La honte d’être un humain

Posted by J-P in Lecture | Leave a comment

Les Bienveillantes
Les Bienveillantes de Jonathan Littell.

Je suis en train de lire le roman, Les Bienveillantes, de Jonathan Littell qui a gagné le dernier prix Goncourt 2006 en France. Le roman raconte la vie d’un officier Allemand durant la deuxième Guerre Mondiale et le massacre des Juifs. Le roman est brillant, fouillé et bien documenté. Mais il nous plonge dans l’horreur et ce que qu’il y a de pire dans l’esprit humain.

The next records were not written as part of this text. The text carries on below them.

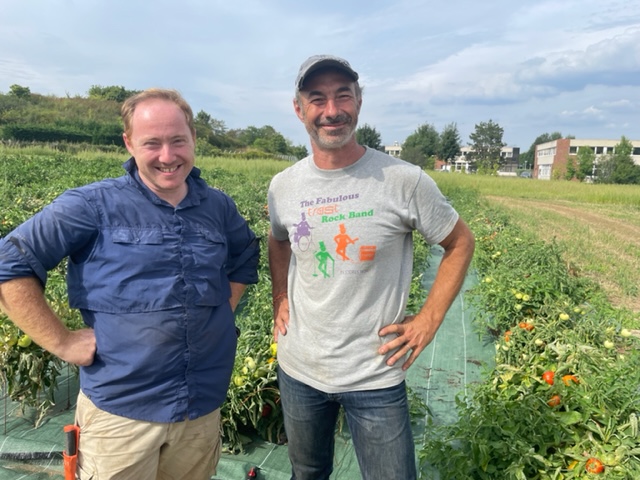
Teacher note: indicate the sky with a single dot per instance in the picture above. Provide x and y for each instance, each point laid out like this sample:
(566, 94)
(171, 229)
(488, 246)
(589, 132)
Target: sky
(533, 67)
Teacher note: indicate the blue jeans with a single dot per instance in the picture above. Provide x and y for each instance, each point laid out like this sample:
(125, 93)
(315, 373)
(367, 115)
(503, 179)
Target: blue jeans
(378, 421)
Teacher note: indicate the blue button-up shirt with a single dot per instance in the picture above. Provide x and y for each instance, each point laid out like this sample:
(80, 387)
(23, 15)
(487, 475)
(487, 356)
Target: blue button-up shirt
(153, 282)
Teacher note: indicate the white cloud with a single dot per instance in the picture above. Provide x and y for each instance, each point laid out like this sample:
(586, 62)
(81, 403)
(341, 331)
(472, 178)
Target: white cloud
(532, 66)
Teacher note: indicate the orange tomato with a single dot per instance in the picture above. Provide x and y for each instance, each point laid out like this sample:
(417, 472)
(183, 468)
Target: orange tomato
(554, 401)
(548, 376)
(594, 466)
(526, 326)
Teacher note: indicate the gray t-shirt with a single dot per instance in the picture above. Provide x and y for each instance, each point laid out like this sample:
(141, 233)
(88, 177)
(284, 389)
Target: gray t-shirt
(352, 253)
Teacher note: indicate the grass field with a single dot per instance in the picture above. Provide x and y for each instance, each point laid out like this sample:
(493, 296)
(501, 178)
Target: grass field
(598, 226)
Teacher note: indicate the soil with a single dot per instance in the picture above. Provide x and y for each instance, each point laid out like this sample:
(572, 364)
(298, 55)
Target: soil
(598, 222)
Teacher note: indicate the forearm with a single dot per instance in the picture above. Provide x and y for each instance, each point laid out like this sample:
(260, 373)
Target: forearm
(279, 258)
(23, 301)
(237, 290)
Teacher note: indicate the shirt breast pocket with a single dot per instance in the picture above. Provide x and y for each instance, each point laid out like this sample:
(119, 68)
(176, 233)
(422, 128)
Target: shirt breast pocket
(209, 249)
(136, 237)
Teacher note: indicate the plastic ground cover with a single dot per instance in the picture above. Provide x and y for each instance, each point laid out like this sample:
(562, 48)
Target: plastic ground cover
(446, 368)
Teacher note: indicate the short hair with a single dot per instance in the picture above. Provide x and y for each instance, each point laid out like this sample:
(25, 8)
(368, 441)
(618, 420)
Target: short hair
(130, 104)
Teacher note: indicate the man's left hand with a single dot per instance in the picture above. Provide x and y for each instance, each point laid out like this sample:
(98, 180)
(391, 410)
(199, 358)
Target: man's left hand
(413, 334)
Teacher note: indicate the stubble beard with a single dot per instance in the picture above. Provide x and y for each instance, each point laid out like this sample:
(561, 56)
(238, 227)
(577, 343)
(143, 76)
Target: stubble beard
(334, 140)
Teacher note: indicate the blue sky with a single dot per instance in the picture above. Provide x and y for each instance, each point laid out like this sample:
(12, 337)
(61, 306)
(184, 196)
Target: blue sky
(533, 67)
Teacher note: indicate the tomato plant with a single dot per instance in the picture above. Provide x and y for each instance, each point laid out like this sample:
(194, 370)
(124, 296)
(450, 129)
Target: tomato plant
(594, 465)
(554, 401)
(568, 379)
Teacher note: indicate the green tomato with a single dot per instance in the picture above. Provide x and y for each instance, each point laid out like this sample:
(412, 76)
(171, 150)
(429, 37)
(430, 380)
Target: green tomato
(24, 341)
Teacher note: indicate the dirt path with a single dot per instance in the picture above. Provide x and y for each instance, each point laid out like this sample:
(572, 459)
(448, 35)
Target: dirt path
(613, 241)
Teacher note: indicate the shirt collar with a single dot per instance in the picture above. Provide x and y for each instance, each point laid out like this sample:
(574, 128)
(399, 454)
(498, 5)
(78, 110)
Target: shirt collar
(197, 186)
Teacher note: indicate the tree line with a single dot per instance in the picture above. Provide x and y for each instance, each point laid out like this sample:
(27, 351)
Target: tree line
(94, 119)
(426, 145)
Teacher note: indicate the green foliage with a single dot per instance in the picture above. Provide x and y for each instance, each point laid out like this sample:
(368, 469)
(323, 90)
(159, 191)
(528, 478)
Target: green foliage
(421, 145)
(19, 91)
(112, 93)
(449, 145)
(541, 317)
(527, 158)
(486, 141)
(369, 136)
(253, 404)
(586, 160)
(619, 168)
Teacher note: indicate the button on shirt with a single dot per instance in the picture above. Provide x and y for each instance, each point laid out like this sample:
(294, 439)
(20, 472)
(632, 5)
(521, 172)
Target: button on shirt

Le passage suivant m’a montré la cruauté dont est capable l’homme. Je n’ai jamais si bien senti la honte d’être un humain. Je me considère chanceux de vivre au Canada en 2007 et non pas en Europe dans les années 1940 tout en étant juif. Quel cauchemear! C’est à la page 142 de la brique de 900 pages:

La hiérarchie commençait à percevoir ce fait et à le faire entrer en ligne de compte. Comme me l’avait expliqué Eichmann, on étudiait de nouvelles méthodes. Quelques jours après sa visite arriva de Kiev un certain Dr. Widmann, venu nous livrer un camion d’un nouveau genre. Ce camion, de marque Saurer, était conduit par Findeisen, le chauffeur personnel de Heydrich, un homme taciturne qui refusa obstinément, malgré de nombreuses sollicitations, de nous expliquer pourquoi il avait été choisi pour ce voyage. Le Dr. Widmann, qui dirigeait lui la section de chimie de l’Institut de criminologie technique, rattaché à la Kripo, fit une longue présentation pour les officiers: “Le gaz, déclara-t-il, est un moyen plus élégant.” Le camion, hermétiquement clos, se servait de ses propres gaz d’échappement pour asphyxier les gens enfermés dedans; cette solution, en effet, ne manquait ni d’élégance, ni d’économie. Comme nous l’expliqua Widmann, on avait essayé autre chose avant d’en venir là; lui-même avait conduit des expériences à Minsk, sur les patients d’un asile, en compagnie de son Amtchef, le Gruppenfuhrer Nebe; un test aux explosifs avait donné des résultats désastreux. “Indescriptible. Une catastrophe.” Blobel se montrait enthousiaste: ce nouveau jouet lui plaisait, il avait hâte de l’étrenner. Hafner objecta que le camion ne contenait pas grand-monde – le Dr. Widmann nous avait dit cinquante, soixante personnes au plus -, ne fonctionnait pas très vite, et paraissait donc peu efficace. Mais Blobel balaya ces réserves:” On gardera ça pour les femmes et les enfants, ça sera très bien pour le moral des troupes.” Le Dr. Windmann dîna avec nous; après, devant le billard, il nous raconta comment la chose avait été inventée: “En fait c’est le Gruppenfuhrer Nebe qui a eu l’idée. Un soir, à Berlin, il avait un peu trop bu, et il s’est endormi dans sa voiture, dans son garage, le moteur tournait et il a failli mourir. Nous, on planchait déjà sur un modèle de camion, mais on comptait utiliser du monoxyde de carbone en bouteilles, ce qui n’est pas du tout praticable dans les conditions de l’Est. C’est le Gruppenfuhrer, après son accident, qui a songé à utiliser le gaz du camion lui-même. Une idée brillante.” Il tenait l’anecdote de son supérieur, le Dr. Heess, qui la lui avait été racontée dans le métro. “Entre Wittemberg-Platz et Thiel-Platz, précisément. J’étais très impressionné.”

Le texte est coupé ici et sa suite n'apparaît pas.